Mis à part le fait qu’un paria soit mis à part, on ne sait trop à quelle sauce linguistique le manger. Certes, sa finale le place délibérément dans la caste des fâcheux, où s’illustrent déjà charia et malaria. Mais c’est sous un horizon plus lointain qu’on le trouve au naturel. Celui des Indes plus précisément, où le paria (ou « intouchable ») est considéré comme impur pour cause de non-appartenance à une caste. Un cochon d’Inde, en somme.

 

Pareaz est déjà attesté dans ce sens en 1575, devenant paria un petit siècle plus tard pour glisser au XIXe siècle vers le sens figuré : « personne méprisée, écartée d’un groupe ou exclue de la société ».

Il provient, via le portugais paria, du tamoul parai, « gros tambour » utilisé pour festoyer. Autant dire qu’au poste peu enviable de parayan (« joueur de tambour »), question sociabilité, on touche le fond : personne ne s’approche sous peine de finir sourdingue.
Par ailleurs, ces Paraiyar (au pluriel) forment une caste peu recommandable, bien distincte de celle des Konar (sic), passés maîtres dans l’élevage des bêtes à cornes chez les anciens tamouls, mes moutons.

 

Comme à la parade, cette étymo ? Croyez pas si bien dire. Figurez-vous que notre verbe parer froufroute sur l’indo-européen par-a-, forgé sur le radical pere-, « enfanter, produire, mettre en avant » (→ parturiente et parent !).

 

Tout ceci nous rappelle combien la vie est sacrée. Aussi, mes bien chers frères, soyons pas vaches, tendons la main à chaque laissé-pour-compte au cri de :

Ave paria.

Merci de votre attention.

 

Panique au village

 

« Déjanté ». On avait banni cet adjectif galvaudé. Faudrait faire une exception pour Panique au village.
Quoi qu’est-ce ? Un village donc, où se trament a priori des choses pas claires, à la limite de la carabistouille. Des figurines répondant aux noms de Coboy, Indien, Cheval y bougent image par image (un appareil photo numérique remplace la caméra, le stop motion ça s’appelle, faut une patience d’ange), sur fond de ciels peints et de décors en carton-pâte qui tiennent avec des bâtons de brochettes. Ça va d’un dégât l’autre à 2000 à l’heure, le Benoît Poelvoorde prête ses éructations au fermier Steven (voir vidéo ci-après), les auteurs Vincent Patar et Stéphane Aubier ont eu l’heur de se connaître sur les bancs de l’école, section arts visuels, en plein Bruxelles. Vous l’aurez compris, c’est bon, c’est beau, c’est belge. Et ça désopile sec.
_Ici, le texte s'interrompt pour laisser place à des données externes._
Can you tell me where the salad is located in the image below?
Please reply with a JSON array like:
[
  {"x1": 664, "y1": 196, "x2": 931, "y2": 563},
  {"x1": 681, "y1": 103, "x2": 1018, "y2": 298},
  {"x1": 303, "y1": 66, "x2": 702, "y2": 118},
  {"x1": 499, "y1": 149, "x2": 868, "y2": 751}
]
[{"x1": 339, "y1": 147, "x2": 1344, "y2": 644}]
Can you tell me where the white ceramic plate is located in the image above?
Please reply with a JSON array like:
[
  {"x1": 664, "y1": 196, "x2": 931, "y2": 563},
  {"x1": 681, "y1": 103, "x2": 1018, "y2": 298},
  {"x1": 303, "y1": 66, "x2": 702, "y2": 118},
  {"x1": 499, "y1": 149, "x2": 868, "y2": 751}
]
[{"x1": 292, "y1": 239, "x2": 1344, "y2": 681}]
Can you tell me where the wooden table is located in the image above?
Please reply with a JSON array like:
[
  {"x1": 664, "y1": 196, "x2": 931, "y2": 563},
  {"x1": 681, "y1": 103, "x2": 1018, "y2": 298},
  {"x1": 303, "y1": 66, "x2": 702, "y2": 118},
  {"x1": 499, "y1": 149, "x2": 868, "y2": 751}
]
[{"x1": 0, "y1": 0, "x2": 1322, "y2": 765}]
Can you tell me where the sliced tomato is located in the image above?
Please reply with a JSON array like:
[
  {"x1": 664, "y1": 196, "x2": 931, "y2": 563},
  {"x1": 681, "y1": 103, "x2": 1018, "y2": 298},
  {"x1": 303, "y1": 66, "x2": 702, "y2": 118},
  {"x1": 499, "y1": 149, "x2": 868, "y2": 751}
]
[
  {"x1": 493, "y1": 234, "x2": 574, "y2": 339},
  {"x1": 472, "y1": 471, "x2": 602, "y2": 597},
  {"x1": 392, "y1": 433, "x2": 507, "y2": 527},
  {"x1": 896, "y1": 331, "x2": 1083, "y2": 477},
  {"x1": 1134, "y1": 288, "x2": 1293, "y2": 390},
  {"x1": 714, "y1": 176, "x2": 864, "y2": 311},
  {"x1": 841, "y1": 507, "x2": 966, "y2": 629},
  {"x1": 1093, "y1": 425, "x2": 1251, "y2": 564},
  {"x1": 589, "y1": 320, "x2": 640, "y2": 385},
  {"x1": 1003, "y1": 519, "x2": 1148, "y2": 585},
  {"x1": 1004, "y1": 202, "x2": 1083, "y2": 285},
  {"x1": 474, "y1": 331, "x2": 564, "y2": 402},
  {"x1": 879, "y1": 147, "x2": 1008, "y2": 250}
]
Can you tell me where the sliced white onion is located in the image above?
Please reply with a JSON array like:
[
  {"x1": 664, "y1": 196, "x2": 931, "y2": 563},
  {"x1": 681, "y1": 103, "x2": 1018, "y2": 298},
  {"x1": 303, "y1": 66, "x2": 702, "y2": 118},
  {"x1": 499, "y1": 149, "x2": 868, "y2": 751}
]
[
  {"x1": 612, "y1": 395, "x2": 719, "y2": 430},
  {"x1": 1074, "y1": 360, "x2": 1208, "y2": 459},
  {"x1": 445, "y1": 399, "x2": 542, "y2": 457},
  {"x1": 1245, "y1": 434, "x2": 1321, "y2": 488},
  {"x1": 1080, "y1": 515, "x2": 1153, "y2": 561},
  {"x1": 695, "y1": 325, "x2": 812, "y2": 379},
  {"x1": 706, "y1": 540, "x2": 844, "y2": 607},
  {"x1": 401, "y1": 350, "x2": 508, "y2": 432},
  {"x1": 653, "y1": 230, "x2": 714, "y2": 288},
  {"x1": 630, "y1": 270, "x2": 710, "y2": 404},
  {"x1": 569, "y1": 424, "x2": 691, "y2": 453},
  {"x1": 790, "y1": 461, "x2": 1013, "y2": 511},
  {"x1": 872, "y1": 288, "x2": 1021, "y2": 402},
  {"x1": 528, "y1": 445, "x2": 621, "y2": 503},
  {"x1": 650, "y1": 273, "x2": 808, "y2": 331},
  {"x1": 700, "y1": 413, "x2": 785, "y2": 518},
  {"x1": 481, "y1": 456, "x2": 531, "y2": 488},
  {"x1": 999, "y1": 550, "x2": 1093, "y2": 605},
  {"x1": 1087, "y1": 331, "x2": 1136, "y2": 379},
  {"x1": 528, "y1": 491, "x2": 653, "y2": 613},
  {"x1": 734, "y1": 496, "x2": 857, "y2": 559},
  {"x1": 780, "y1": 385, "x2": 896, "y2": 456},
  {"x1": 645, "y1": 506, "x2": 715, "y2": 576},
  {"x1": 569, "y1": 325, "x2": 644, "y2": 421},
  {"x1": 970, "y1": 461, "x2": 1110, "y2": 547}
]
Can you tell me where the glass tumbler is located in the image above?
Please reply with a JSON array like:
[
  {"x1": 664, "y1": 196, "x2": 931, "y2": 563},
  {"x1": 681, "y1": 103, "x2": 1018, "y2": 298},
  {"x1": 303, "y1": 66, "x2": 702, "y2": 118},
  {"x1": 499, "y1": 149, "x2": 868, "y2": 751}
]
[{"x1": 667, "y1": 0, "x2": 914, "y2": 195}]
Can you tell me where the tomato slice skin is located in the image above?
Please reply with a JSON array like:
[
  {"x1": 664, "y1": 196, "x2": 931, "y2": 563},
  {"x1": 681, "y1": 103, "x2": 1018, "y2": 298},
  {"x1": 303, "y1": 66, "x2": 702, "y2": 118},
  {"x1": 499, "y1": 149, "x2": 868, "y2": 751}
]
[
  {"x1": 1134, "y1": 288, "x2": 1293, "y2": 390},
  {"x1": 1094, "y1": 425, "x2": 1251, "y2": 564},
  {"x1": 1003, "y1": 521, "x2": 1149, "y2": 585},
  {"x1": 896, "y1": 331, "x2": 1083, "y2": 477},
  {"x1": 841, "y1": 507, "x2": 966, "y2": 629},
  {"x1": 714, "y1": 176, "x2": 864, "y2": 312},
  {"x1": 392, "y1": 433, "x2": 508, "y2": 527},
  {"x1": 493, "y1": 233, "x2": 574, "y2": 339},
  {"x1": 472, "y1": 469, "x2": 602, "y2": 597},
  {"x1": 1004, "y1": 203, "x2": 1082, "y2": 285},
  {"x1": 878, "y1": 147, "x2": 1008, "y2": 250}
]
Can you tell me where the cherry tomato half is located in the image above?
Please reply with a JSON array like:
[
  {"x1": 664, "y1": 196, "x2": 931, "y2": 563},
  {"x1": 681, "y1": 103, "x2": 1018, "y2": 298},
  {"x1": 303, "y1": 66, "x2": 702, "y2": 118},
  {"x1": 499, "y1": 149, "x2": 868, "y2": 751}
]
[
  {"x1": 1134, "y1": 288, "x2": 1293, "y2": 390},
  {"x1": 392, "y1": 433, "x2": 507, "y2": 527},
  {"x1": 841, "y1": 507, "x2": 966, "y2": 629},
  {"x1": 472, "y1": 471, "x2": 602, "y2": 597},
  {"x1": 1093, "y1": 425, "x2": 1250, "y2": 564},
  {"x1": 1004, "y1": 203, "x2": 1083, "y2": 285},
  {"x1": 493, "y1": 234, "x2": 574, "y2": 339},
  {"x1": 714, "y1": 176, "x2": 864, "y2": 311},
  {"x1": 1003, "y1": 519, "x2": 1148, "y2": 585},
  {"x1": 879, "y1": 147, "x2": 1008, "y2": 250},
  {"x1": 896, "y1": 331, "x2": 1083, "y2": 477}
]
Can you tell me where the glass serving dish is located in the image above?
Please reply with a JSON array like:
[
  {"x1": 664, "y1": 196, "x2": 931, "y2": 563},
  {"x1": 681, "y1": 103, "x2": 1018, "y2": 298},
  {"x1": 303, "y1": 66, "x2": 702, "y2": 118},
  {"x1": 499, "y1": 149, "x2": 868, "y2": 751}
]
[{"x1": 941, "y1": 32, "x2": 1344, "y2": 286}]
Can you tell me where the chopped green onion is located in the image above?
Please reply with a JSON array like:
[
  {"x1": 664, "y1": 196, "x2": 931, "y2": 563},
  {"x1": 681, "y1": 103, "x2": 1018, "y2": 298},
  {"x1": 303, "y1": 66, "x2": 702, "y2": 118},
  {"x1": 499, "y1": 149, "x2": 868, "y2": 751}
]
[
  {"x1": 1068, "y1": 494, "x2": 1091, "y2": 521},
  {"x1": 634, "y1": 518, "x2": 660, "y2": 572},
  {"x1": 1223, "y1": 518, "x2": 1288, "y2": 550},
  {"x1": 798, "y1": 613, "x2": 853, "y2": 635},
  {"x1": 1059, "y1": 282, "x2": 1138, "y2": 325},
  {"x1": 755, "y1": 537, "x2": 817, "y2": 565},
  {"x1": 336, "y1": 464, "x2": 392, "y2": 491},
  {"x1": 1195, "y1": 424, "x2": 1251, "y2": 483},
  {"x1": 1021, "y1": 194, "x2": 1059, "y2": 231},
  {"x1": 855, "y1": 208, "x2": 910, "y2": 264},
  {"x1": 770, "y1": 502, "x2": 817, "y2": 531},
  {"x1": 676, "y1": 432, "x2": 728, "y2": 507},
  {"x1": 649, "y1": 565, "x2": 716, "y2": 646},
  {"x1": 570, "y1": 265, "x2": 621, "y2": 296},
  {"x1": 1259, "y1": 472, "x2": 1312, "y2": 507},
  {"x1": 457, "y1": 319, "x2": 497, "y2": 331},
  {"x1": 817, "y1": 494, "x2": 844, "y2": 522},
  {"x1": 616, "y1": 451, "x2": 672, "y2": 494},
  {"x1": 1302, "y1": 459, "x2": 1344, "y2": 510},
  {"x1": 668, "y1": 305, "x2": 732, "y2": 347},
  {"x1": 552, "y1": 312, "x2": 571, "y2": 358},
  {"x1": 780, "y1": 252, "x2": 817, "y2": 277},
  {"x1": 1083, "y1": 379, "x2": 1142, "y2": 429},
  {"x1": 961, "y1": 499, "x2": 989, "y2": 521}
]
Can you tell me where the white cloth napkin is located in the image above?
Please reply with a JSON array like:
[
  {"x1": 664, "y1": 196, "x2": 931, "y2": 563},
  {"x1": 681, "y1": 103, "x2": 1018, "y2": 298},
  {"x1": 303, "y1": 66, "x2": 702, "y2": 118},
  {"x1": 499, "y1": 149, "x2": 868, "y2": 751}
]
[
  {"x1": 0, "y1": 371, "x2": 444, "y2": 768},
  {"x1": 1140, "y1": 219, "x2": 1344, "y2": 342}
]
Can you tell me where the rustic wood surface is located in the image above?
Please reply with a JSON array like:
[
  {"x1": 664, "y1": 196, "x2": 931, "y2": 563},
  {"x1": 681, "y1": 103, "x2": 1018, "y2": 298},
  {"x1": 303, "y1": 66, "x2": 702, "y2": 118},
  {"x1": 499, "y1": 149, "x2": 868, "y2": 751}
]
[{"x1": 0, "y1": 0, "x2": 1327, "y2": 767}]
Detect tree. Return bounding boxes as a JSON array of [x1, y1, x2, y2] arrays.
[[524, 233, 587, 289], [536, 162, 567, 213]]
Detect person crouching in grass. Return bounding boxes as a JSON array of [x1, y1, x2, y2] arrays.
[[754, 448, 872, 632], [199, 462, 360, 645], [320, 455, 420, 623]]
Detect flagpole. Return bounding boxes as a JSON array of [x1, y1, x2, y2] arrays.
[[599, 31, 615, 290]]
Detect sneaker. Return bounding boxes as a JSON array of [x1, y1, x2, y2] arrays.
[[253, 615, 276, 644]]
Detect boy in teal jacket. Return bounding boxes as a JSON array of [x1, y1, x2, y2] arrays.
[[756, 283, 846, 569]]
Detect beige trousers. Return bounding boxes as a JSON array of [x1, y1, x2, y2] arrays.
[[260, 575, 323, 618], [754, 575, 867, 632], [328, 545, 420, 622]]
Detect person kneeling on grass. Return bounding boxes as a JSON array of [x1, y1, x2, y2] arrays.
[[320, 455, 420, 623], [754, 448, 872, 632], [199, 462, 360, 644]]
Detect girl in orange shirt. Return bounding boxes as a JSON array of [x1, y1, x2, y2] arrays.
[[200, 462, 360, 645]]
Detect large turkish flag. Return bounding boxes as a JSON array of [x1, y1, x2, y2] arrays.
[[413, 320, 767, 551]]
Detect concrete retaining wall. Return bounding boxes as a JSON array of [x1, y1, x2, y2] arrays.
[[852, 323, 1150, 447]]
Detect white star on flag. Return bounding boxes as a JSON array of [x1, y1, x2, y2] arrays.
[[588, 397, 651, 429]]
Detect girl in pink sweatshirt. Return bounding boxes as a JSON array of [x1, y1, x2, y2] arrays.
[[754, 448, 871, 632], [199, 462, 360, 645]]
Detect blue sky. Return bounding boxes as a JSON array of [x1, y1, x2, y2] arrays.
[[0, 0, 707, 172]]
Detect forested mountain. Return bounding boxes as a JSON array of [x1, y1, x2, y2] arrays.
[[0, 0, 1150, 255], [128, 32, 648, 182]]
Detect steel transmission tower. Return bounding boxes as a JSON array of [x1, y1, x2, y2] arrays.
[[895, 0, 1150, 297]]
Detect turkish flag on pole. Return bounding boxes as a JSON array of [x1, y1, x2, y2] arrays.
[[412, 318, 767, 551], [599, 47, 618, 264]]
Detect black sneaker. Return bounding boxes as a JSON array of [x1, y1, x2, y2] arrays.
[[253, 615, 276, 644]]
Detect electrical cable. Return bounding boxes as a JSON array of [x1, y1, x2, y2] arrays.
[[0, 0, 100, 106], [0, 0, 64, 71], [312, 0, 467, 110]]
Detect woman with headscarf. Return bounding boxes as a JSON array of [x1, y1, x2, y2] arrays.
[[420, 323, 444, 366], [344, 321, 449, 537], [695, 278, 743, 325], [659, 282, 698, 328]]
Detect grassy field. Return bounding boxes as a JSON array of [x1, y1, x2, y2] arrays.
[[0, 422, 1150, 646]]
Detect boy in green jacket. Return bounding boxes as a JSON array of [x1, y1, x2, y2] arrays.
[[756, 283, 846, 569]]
La série s’est d’abord déclinée en courts épisodes pour Canal + avant qu’un long-métrage n’arrive sur la Croisette en 2009. Le tout est disponible en dévédé comme de juste.
Chez nos amis grands-bretons, jamais les derniers question rigolade, Panique au village est distribué et doublé par le studio Aardman (Wallace et Gromit, Chicken Run). Consécration, ou on ne s’y connaît plus.

A picture is better than a long story une fois :

Quelques grandes personnes parviennent à plier leur maestria à leurs quatre ans et demi. On les appelle des artistes.